Company B is BT, now represented by the ineffable Jeremy Clarkson. BT is also fighting back from a period of low esteem. The ‘zeitgeist watcher’ who approves of Clarkson is the ageless, obsessively dapper Peter York. BT’s successful sales pitch is consistency and reliability.

And Company C is Marks and Spencer. The City has had it in for the firm, with its supposedly lacklustre sales figures, for years. Vittorio Radice’s Lifestore homewares concept is ignominiously to close. Nothing and nobody seems able to cure the old lady of the high street. And yet the quoted analyst – Stephen Cheliotis, who is chairman of something called the Superbrands Council – has found that customer loyalty to M&S is deep and enduring. It has even been voted ‘top retail brand’ in a survey, ahead of such names as Gillette, BT (again), Duracell, Heinz, and Jaguar cars.
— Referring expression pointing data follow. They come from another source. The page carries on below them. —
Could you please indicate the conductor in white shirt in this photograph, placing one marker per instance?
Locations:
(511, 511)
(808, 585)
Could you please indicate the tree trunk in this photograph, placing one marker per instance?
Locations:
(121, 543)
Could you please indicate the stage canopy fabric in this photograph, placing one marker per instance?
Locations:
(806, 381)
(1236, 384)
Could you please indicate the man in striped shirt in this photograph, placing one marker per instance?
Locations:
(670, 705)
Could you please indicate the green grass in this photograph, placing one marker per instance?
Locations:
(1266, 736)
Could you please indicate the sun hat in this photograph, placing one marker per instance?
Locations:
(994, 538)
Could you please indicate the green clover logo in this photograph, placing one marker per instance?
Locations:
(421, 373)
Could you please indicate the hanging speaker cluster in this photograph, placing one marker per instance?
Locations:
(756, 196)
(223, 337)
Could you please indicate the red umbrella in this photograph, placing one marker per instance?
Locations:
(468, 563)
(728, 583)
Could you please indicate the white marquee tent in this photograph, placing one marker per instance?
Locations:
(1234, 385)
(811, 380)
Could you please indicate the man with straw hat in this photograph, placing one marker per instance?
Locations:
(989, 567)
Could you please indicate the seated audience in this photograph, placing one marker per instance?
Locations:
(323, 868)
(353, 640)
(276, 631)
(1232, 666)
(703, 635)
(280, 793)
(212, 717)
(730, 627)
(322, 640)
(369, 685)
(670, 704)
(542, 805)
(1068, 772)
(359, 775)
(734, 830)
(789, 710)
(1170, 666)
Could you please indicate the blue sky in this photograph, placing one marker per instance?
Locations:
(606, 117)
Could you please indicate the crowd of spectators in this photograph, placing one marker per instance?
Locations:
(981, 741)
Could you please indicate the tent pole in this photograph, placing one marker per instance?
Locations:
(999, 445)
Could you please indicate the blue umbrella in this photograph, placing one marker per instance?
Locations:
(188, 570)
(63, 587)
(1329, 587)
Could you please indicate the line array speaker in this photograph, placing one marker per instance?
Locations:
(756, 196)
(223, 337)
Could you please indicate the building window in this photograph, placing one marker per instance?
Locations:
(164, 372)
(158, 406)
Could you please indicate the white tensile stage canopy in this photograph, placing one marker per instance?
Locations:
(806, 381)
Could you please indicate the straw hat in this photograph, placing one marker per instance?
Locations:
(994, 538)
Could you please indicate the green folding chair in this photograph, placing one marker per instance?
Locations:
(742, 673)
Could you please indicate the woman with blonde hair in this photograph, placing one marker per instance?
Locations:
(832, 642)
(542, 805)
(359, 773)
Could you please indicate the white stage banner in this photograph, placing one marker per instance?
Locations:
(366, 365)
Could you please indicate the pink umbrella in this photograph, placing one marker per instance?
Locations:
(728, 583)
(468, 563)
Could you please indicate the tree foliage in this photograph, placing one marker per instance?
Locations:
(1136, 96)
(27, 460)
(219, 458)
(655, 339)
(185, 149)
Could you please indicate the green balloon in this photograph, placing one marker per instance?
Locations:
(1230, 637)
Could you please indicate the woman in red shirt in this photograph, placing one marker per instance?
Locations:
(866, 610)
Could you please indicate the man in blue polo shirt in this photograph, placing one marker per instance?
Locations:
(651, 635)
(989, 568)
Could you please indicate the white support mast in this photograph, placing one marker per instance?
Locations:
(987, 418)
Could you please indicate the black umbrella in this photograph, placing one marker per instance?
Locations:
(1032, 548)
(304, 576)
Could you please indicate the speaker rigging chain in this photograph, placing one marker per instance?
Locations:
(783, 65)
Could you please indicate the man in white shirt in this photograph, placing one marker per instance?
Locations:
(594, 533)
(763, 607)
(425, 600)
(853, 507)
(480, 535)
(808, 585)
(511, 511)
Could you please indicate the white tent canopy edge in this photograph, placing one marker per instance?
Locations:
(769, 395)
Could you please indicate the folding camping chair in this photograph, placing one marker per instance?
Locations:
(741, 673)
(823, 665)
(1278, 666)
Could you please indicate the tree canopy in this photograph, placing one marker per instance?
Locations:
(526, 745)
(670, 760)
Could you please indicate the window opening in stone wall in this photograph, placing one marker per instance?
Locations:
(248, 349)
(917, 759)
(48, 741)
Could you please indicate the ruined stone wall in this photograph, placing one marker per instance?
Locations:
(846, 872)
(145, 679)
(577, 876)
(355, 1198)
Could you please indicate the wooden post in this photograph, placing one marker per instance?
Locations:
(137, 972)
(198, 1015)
This is all very telling. The financial markets also, for instance, have it in for Sainsbury’s, because the supermarket chain not only lost market dominance to Tesco long ago, but it now runs third behind lowly Asda. But if you didn’t know any of that, and just looked at the profits Sainsbury’s is making, you would think it was one of the best-run grocers in the business. It is a hugely profitable enterprise. Profits and market share may have slipped, but as a consumer I’m inclined to say – so what? I don’t go to shops with a copy of a company balance sheet in my hand. I have a shopping list instead. And I’m prepared to bet that any survey of customer brand loyalty would rank Sainsbury’s pretty high.

Why is this? Because Sainsbury’s has been part of the high street for a very long time, certainly a lot longer than Tesco, which started life as an altogether brassier business with the slogan “pile it high, sell it cheap”. In the English provincial town of my childhood, Sainsbury’s was the middle-class act, while Tesco was the working-class option. They were regarded as being as different as an Austin Cambridge from a Ford Anglia. And Austin Cambridges were for civil servants and doctors, while Ford Anglias were for salesmen.

As a result, I still regard Tesco as being inferior to Sainsbury’s, and I would still never buy a Ford. The fact that Ford makes excellent cars these days, and Tesco runs excellent supermarkets, does not shake my ingrained brand loyalty. It is a very curious thing. But it explains why a company such as M&S should suddenly find itself voted the top retail brand.

What of the others – BT and McDonalds? The former is clearly in M&S territory, while the latter is more of a Tesco – a brand that has managed to rise from its cheapo roots, realised in time that a different attitude was needed, and so reaped the benefits. Somehow, a negative perception has started to fade. Never mind the realities of the situation: brand loyalty is a perverse phenomenon. The lesson is clear. Ignore anything that financial analysts say. And if you are designing for such a company, learn to be, in Peter York’s phrase, a spokesman for the inner dialogue of the customer.